No project description provided

These details have not been verified by PyPI

Project links

GitHub Statistics

View statistics for this project via Libraries.io, or by using our public dataset on Google BigQuery

Project description

Chugging Data

A library to help w/ efficient training for multi-modal data. Initially focused on image & document + text tasks.

chug currently leverages webdataset and Hugging Face datasets.

webdataset tar files and dataset pipelines are preferred for scalable pretraining.

Hugging Face datasets are supported and work great for exploration, validation, and fine-tune use cases.

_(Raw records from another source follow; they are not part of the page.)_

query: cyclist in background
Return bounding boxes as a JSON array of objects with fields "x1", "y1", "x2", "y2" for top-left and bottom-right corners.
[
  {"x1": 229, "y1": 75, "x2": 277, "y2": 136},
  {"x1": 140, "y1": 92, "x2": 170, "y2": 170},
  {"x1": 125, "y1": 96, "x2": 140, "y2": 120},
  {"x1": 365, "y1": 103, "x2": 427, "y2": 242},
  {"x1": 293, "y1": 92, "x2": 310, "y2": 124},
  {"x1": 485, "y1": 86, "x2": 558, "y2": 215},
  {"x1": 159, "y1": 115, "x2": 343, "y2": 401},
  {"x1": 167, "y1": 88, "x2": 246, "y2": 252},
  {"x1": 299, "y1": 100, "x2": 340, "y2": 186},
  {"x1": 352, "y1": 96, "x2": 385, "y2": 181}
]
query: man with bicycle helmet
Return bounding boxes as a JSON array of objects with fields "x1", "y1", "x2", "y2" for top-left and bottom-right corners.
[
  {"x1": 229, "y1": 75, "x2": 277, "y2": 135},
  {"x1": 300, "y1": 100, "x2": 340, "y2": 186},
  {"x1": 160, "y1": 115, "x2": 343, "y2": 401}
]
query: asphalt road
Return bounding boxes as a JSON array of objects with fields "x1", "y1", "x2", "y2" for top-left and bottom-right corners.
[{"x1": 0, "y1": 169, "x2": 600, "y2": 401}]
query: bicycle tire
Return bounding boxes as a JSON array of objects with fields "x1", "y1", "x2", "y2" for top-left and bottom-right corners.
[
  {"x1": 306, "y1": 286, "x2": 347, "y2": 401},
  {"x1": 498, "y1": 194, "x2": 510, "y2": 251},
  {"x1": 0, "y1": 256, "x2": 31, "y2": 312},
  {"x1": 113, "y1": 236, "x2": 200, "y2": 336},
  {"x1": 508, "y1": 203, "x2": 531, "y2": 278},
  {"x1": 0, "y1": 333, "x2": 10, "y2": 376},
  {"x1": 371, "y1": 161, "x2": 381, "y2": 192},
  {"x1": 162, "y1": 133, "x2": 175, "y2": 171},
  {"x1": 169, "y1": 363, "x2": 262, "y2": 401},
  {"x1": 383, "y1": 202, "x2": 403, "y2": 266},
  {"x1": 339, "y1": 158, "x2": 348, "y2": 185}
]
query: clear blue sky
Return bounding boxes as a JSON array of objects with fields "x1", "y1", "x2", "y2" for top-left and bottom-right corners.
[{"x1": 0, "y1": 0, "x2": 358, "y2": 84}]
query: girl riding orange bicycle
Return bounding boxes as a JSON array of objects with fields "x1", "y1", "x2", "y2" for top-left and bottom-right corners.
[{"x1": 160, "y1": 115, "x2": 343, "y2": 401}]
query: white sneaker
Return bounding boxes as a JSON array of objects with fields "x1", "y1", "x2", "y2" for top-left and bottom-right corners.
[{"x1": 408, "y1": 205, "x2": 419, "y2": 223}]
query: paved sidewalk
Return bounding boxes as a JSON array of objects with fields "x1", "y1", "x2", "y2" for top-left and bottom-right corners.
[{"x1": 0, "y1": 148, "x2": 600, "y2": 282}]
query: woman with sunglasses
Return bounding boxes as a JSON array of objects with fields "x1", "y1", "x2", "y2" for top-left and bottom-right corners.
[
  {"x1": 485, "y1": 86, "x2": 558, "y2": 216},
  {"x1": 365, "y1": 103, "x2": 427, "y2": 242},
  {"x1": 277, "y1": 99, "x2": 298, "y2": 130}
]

chug provides on the fly PDF decoding and rendering via either pypdfium2 (https://github.com/pypdfium2-team/pypdfium2) as a default, or fitz/pymupdf (https://github.com/pymupdf/PyMuPDF) if your use case is okay with their AGPL-3.0 license. fitz support must be manually enabled. The pdf handling is implemented at the webdataset level, so you can plug it in to other webdataset pipelines. This enables large scale sharded streaming of native .pdf files without needing to pre-render to .png/.tiff, etc.

Design

Submodule Hierarchy

The library has been designed so that functions, classes at different levels can be used independently.

If one wants to build a loader & pipeline with JSON/YAML serializable configs, use the top-level chug.create_loader() in chug/loader.py. Depending on dataset sources, one can easily switch this between webdataset, HF datasets (in the future, other sources).

Bypassing the highest level, one can also call build_pipeline_* methods in task_pipeline and then call create_loader_wds with a full array of args for wds only use cases.

If one doesn't want to use chug loaders and pipelines at all, image, text, and wds (especially decoder) functionality may be useful in other projects.

Library modules (highest to lowest level)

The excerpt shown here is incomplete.